Une autre émotion très importante, souvent négligée, est la honte, une honte paralysante, très souvent liée à la peur ; les personnes se méprisent elles – mêmes. C’est une émotion très forte, pas toujours exprimée spontanément ; elle est l’expression émotive de la mauvaise estime de soi (vous trouverez plusieurs articles à ce sujet sur ma page).
Ma priorité est d’aider à accroître, le plus rapidement possible, leurs capacités à identifier leurs fortes émotions puis à les moduler, plutôt que de chercher à les éviter. Il existe plusieurs techniques qui sont proposées pour aider à moduler et réguler leurs émotions.
Je suggère parfois des exercices à faire à la maison.
Pour favoriser l’expérience de ressentir et nommer l’émotion, je demande par exemple aux personnes d’écrire leurs émotions au lieu de les agir ou de les fuir. Par exemple, nous je demande de diminuer un comportement compulsif et d’écrire ce qui est ressenti. Le recours au journal des émotions ou la rédaction d’une lettre à un proche (parent abuseur, ex-conjoint, etc.), mais sans la leur envoyer, sont d’autres moyens.
Lorsque les émotions deviennent trop pénibles, les personnes vont chercher à les éviter de plusieurs façons. Je pense qu’essayer d’éviter les émotions produit l’effet contraire, parce que la suppression accroit les affects négatifs et augmente l’activation physiologique.

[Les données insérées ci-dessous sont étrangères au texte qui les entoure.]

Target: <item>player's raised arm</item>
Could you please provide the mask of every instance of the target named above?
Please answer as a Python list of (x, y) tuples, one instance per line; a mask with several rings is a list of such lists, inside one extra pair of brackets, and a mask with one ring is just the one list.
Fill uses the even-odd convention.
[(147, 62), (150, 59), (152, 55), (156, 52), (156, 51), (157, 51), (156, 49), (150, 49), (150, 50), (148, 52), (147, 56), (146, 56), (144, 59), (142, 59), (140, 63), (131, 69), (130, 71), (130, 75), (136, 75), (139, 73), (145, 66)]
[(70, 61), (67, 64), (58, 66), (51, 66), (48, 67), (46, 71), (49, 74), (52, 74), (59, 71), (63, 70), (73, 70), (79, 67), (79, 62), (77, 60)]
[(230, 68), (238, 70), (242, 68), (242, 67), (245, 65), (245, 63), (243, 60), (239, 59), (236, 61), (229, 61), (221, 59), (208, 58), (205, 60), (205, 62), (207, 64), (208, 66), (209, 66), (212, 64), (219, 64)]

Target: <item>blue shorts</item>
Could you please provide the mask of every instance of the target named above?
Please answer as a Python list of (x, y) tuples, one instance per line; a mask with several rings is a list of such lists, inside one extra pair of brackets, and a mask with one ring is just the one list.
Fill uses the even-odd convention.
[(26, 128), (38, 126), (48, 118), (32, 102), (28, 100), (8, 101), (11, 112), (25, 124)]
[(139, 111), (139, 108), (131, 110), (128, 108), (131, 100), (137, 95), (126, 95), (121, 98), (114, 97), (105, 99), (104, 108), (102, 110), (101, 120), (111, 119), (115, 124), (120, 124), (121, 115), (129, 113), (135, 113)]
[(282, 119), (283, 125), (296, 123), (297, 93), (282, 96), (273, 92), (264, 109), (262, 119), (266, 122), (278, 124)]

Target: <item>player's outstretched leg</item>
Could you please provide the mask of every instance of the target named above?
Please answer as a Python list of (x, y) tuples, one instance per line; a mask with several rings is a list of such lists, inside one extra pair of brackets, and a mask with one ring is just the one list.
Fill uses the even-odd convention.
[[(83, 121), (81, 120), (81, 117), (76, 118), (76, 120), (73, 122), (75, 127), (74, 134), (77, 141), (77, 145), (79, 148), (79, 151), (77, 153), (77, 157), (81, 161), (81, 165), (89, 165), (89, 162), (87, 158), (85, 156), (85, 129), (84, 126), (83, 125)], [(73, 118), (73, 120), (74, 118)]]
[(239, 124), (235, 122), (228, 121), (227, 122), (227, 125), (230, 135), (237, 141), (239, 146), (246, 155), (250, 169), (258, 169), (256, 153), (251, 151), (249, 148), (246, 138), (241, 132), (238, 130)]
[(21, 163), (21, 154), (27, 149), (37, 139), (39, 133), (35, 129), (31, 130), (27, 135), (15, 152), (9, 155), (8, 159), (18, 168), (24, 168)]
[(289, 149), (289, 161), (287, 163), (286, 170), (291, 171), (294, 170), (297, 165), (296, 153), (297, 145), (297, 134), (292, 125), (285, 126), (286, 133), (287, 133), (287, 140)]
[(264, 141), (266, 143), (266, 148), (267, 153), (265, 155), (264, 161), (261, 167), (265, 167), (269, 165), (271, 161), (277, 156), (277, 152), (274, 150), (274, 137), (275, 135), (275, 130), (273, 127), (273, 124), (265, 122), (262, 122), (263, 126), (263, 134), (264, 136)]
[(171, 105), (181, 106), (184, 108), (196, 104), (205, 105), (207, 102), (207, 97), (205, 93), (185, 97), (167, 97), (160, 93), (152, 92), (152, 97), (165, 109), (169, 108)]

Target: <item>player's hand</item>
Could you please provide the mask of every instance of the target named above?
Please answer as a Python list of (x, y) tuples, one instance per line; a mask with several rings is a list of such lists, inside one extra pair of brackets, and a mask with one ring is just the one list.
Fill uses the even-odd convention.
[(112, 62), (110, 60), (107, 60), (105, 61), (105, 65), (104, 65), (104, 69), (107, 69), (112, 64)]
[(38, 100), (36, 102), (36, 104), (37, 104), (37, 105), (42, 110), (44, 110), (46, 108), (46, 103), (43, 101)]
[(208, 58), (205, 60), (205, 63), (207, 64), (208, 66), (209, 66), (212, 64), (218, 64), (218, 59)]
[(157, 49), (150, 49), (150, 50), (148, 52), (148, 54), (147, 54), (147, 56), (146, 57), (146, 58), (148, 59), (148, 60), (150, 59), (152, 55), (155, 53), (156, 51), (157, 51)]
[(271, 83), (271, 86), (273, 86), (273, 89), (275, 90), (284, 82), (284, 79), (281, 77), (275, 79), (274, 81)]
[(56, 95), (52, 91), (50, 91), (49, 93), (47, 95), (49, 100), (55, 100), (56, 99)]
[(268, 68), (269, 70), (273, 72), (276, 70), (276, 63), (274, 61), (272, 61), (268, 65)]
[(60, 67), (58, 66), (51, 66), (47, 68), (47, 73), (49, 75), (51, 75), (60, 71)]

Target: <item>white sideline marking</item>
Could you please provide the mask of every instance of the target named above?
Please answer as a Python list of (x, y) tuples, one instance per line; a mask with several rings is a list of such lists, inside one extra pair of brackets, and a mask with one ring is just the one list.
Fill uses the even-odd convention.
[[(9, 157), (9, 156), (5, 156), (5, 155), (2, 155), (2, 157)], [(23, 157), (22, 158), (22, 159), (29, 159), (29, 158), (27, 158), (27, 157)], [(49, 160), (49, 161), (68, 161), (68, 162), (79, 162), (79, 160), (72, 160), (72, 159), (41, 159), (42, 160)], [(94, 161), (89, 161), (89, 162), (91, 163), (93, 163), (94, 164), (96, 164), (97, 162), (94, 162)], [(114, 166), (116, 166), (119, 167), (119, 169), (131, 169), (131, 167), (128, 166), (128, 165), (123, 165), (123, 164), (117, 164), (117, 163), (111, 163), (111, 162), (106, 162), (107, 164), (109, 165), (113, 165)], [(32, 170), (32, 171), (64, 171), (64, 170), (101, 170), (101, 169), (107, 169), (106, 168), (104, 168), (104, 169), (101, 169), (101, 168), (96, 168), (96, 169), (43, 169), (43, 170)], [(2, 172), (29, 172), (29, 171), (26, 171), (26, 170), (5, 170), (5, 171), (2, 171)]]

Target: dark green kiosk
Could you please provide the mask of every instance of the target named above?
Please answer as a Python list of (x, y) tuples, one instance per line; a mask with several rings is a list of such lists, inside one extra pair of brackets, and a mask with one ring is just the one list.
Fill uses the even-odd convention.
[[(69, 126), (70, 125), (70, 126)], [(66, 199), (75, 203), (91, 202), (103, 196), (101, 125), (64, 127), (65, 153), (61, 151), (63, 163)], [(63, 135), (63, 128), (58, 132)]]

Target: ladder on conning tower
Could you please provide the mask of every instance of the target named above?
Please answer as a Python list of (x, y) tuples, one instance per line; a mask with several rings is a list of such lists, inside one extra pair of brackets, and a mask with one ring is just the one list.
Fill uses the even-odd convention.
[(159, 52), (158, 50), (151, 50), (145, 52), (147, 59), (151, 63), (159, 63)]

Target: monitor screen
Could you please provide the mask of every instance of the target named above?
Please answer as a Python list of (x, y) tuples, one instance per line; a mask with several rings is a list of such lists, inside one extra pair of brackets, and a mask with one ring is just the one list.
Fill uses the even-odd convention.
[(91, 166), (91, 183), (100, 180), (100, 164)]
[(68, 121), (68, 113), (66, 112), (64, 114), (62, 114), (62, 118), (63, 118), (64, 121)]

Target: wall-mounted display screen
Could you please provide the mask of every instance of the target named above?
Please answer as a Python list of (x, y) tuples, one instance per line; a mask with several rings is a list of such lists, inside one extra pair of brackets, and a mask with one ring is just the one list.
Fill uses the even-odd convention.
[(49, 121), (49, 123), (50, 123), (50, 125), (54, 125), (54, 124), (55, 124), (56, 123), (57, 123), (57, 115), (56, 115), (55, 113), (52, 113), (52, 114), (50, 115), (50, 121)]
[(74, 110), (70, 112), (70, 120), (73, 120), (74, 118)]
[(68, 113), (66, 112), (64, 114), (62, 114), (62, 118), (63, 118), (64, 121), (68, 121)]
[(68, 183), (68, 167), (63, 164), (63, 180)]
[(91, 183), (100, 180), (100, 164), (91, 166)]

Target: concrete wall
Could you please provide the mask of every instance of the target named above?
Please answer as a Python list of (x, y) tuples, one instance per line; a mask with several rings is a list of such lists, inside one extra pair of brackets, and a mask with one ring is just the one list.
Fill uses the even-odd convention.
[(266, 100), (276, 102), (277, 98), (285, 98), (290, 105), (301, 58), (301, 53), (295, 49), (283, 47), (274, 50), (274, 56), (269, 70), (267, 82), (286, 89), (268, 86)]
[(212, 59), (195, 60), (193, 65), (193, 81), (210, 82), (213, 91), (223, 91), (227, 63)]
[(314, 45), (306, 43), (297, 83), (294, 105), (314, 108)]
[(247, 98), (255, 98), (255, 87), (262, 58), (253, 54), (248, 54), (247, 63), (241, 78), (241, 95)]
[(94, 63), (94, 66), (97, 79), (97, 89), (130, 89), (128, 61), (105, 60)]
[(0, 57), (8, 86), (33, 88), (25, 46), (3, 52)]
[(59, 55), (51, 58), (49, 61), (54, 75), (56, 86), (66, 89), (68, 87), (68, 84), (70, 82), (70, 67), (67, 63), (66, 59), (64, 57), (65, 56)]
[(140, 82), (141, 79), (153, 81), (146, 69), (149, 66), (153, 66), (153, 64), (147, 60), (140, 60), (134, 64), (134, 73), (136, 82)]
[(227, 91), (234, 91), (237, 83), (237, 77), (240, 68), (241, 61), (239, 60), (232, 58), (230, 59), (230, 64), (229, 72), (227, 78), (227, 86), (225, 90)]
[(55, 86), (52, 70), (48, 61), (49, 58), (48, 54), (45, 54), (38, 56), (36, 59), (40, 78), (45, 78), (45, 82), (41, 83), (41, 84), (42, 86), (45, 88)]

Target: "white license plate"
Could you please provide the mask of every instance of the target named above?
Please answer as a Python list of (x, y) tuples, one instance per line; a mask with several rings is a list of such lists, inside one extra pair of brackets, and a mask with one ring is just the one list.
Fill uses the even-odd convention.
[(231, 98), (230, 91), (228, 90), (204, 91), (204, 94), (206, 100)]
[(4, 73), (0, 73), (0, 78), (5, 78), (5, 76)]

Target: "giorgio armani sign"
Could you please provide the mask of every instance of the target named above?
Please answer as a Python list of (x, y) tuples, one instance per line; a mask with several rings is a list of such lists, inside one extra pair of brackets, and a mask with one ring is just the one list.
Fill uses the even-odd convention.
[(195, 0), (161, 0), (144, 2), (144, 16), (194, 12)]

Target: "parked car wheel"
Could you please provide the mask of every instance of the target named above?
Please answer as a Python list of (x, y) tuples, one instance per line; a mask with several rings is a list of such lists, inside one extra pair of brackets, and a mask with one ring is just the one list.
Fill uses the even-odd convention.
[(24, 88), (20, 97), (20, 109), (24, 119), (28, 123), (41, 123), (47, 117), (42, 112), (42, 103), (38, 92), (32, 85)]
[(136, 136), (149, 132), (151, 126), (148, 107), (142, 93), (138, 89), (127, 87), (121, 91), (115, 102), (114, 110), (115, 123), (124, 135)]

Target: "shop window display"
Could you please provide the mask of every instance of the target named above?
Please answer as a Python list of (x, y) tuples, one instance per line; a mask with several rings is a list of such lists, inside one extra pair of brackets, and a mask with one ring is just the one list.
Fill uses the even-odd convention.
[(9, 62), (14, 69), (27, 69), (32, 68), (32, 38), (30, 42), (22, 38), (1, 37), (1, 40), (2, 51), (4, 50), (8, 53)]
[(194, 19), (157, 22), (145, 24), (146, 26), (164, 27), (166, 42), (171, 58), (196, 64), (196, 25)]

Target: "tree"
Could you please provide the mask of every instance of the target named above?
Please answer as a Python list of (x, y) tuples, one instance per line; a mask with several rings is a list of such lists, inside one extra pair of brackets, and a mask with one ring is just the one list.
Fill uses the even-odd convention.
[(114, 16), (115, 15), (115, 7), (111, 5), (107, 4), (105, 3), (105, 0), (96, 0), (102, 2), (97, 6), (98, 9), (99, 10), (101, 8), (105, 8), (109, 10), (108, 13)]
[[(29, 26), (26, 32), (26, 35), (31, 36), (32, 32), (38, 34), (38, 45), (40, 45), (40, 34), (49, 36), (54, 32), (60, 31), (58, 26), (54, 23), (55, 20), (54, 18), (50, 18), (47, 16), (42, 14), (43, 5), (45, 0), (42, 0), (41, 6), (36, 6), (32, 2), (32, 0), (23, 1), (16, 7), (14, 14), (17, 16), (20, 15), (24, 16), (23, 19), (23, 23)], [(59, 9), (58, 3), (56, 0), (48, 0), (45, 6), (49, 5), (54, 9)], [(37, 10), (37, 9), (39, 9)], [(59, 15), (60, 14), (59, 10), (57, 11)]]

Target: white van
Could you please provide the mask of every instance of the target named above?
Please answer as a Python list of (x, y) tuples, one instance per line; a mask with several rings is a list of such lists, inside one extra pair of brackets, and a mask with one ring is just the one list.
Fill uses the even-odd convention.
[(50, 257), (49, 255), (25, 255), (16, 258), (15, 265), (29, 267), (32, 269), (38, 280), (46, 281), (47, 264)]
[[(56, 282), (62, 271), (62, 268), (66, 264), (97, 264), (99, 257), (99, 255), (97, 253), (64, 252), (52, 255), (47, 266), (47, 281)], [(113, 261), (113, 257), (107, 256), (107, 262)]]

Supprimer ou éviter les pensées, sentiments ou comportements a pour effet que ce qui est supprimé devient intrusif et prend une valeur négative ; en somme, plus on essaie de fuir ou de supprimer les émotions, plus elles s’amplifient ; il faut donc les affronter.
C’est pourquoi je demande aux personnes en consultation, quand ils se sentent prêts, de se laisser envahir par l’état de panique, de détresse ou de honte. Le lien de confiance doit être solidement établi afin que les personnes se sentent suffisamment en sécurité pour accepter de faire ce qui est contre nature pour elles.
Parfois j’utilise la métaphore de se laisser flotter sur le dos dans un fort courant de rivière ; c’est épeurant, mais je suis sur la rive et je les accompagne. Provoquer de façon délibérée un accroissement de la détresse signifie que l’on est un peu plus en contrôle de ses émotions au lieu de les subir contre sa volonté.
Souvent j’utilise la technique de Désensibilisation des Chocs Émotionnels par les Mouvements Oculaires.
Si on peut accroître le malaise on peut aussi accroître délibérément le bien-être.
Ainsi je les aide à identifier les activités qui les font se sentir bien (marche, musique, activité physique) et les encourage à les pratiquer souvent afin de développer le réflexe de s’auto-réconforte.
Lorsque ils n’arrivent pas à identifier d’activités, j’utilise la technique de visualisation dirigée qui crée un monde de fantaisie pour provoquer le bien-être.
Ayant progressivement acquis la capacité à réguler leurs émotions et à créer par eux-mêmes des états de bien-être intérieur, les patients sont prêts à remplacer les émotions de peur, de colère ou de honte par la tristesse, qui, elle, est une émotion normale.